When a movie tries to be a book, yes, it fails. It isn't a book. But neither should the movie rewrite the book. I went to see a video interpretation of Tolkien's book. Instead, I got Peter Jackson's book with Tolkien's characters. It may have been a decent movie, but it wasn't the same story. He told the same story Tolkien told in Fellowship of the Rings, mostly the same story in Two Towers, and his own story in Return of the King. By the middle of the first Hobbit movie, Jackson was on to his own story again.

I preferred Tolkien's.

Katherine Woodbury said...

I define "strict rendering" as separate from "interpretation," even a faithful interpretation. I'll go into more detail when I address the second category, but I totally agree that 1995 Pride & Prejudice is a faithful interpretation.

A strict rendering, in my mind, is when the scriptwriters and directors try to translate the book page by page to the screen. Some things just don't bridge that gap: inner dialog, for example, has to be translated into conversation or into a visual or provided through voice-over, which has its own problems. Austen's objective voice is almost impossible to recreate although the ending to Emma (1996) with Juliet Stevenson's marvelous wink at the camera comes close. In fact, Emma is a great example. I've seen three versions that all kept pretty close to the text, and all three were totally different in tone!

Katherine Woodbury said...

And theme! But I should wait for my next post . . . :)

a calvinist preacher said...

Different media require different renderings, I will grant. A strict rendering is often little more than adding pictures - moving pictures, but pictures - to a reading of the book. Some of the earlier approaches to the Narnia Chronicles took this approach and they were so tied to the text there was little point to the pictures.

But I do much prefer a faithful rendering and I do not consider the Peter Jackson rendering of The Hobbit to be so. He did more than just borrow the title, but neither did he tell Tolkien's story.
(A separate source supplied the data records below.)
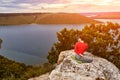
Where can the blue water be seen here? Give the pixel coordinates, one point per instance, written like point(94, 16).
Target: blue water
point(30, 44)
point(31, 40)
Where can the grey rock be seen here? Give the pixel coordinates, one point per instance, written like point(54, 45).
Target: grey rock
point(69, 69)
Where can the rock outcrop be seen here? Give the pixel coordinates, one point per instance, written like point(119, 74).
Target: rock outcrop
point(69, 69)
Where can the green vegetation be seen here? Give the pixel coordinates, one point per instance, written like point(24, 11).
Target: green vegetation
point(103, 41)
point(11, 70)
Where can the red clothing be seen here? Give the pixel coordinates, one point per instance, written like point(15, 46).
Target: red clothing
point(80, 48)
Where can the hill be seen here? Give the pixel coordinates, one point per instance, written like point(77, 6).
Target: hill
point(44, 18)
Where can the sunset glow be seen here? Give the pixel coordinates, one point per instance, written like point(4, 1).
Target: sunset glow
point(70, 6)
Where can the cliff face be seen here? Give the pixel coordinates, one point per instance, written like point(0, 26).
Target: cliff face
point(69, 69)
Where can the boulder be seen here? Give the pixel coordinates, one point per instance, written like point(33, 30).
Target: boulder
point(69, 69)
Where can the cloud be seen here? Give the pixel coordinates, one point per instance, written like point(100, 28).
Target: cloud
point(58, 5)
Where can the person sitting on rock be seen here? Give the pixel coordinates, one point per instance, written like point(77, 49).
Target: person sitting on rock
point(79, 49)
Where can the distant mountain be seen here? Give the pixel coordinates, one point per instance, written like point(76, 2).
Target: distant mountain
point(44, 18)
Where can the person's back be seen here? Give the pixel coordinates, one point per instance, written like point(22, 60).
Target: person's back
point(79, 49)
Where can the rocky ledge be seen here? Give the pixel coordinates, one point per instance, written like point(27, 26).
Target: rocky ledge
point(69, 69)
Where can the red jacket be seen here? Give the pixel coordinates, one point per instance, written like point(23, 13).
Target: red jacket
point(80, 47)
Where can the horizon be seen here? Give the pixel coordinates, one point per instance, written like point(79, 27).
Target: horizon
point(59, 6)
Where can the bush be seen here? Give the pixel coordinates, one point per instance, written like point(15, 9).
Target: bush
point(103, 41)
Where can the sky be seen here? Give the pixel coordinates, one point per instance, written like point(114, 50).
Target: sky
point(54, 6)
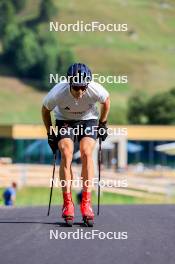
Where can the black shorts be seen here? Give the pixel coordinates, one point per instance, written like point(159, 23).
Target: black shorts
point(76, 129)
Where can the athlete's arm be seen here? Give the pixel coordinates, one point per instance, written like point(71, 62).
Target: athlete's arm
point(105, 107)
point(46, 118)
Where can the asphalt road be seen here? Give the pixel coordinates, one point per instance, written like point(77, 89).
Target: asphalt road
point(28, 236)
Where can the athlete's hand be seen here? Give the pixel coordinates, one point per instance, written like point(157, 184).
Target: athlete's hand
point(52, 141)
point(102, 130)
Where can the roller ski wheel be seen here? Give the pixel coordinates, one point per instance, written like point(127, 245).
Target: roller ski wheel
point(68, 209)
point(89, 222)
point(69, 221)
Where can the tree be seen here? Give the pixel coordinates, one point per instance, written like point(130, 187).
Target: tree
point(160, 108)
point(7, 15)
point(27, 52)
point(136, 109)
point(47, 10)
point(19, 4)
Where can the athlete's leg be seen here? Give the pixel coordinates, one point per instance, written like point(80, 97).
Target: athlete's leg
point(66, 147)
point(87, 145)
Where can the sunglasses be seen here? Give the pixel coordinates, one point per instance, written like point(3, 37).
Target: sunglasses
point(78, 88)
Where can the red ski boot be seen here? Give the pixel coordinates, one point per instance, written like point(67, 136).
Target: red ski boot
point(86, 209)
point(68, 209)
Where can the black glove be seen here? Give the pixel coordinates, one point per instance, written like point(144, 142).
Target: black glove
point(102, 130)
point(52, 141)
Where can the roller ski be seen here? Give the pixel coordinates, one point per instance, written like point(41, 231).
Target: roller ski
point(86, 209)
point(68, 209)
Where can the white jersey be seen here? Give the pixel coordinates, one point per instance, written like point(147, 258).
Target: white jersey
point(67, 107)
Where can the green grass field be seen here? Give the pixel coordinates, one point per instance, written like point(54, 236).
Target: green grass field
point(32, 196)
point(146, 55)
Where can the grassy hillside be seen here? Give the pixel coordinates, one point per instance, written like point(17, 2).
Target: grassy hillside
point(145, 53)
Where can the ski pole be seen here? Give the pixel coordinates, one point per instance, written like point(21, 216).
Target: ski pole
point(99, 174)
point(51, 189)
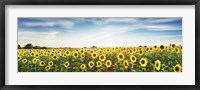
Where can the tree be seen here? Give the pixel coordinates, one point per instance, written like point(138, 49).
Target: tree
point(28, 46)
point(19, 47)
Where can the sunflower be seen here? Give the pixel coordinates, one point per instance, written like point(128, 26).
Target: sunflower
point(47, 68)
point(94, 55)
point(126, 64)
point(177, 50)
point(108, 63)
point(162, 47)
point(75, 54)
point(67, 53)
point(133, 58)
point(173, 45)
point(34, 60)
point(24, 60)
point(91, 64)
point(32, 54)
point(19, 57)
point(82, 55)
point(102, 57)
point(157, 65)
point(42, 63)
point(143, 62)
point(54, 57)
point(120, 57)
point(51, 63)
point(155, 47)
point(141, 52)
point(82, 66)
point(66, 64)
point(99, 63)
point(37, 55)
point(177, 68)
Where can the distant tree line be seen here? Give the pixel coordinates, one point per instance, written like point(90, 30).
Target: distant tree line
point(30, 46)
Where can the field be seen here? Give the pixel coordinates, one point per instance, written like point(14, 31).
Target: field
point(158, 58)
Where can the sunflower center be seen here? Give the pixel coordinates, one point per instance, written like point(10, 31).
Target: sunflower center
point(120, 56)
point(133, 58)
point(140, 52)
point(126, 63)
point(102, 57)
point(142, 61)
point(177, 68)
point(161, 47)
point(75, 54)
point(173, 45)
point(156, 64)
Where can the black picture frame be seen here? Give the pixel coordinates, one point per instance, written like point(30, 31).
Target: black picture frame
point(3, 3)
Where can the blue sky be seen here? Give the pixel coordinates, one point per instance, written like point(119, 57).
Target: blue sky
point(101, 32)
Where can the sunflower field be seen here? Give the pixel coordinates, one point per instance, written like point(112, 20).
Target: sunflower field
point(158, 58)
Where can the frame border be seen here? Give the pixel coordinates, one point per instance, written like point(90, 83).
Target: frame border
point(3, 3)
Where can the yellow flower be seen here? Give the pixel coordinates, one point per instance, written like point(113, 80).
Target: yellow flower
point(34, 60)
point(177, 68)
point(102, 57)
point(108, 63)
point(91, 64)
point(173, 45)
point(94, 55)
point(37, 55)
point(141, 52)
point(126, 64)
point(51, 63)
point(19, 57)
point(120, 57)
point(47, 68)
point(24, 60)
point(75, 54)
point(157, 65)
point(133, 58)
point(32, 54)
point(66, 64)
point(82, 55)
point(143, 62)
point(99, 63)
point(54, 57)
point(42, 63)
point(67, 52)
point(82, 66)
point(162, 47)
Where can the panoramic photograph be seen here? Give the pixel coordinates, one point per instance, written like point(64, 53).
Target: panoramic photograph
point(99, 44)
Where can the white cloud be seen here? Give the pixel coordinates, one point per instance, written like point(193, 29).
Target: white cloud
point(63, 23)
point(163, 20)
point(36, 38)
point(113, 20)
point(162, 27)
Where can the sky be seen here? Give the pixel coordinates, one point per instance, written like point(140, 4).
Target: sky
point(100, 32)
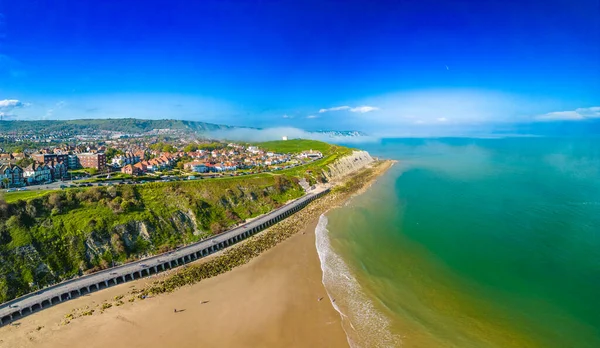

I suppose this is in part a matter of taste. When it comes to visual arts of all sorts - paintings, photography, movies, sculpture - the art I prefer is the art in which the object is more important than the subject. Picasso never floated my boat because his art is so thoroughly him. Rembrandt, Monet, even Van Gogh - the artist/subject is definitely evident in their art, but as background and support to the art/object created. Picasso drew attention to Picasso. Monet drew attention to the lilies.

Katherine Woodbury said...

I do think that art should carry viewers/readers beyond themselves rather than focus on the fact that it is art. However, I think there are two other factors: (1) we viewers/readers must allow ourselves to be swept up without expectations or comparisons (easier said than done) and (2) the art should have something to give, whether that something is pleasure or profundity or amusement or insight into the human condition. The author hides but that author's viewpoint is absolutely necessary to the thing being art (at all). Without Monet, the lilies would not be memorable.

I address faithful interpretations in my latest post!

a calvinist preacher said...

Yes - the artist helps to make the object memorable, and worth remembering. And it is in doing so that the artist/subject may become memorable and worth remembering. I don't think nearly as many people would care about Tolkien if he wrote about Tolkien, nor would Ben Franklin's autobiography be of interest if his prior artistry had not sparked that interest. The self-portrait is only worthwhile if the other portraits are good first.

Katherine Woodbury said...

I agree! In fact, I find that I enjoy biographies that focus on the writer, artist, or actor's process much more than biographies that deliver "he lived here" information or (in the case of actors) gossip derived from celebrity magazines.

T.A. Shippey's Tolkien: Author of the Century is a good example of a book that concentrates on the man and his creation. So is The Narnian by Alan Jacobs about C.S. Lewis.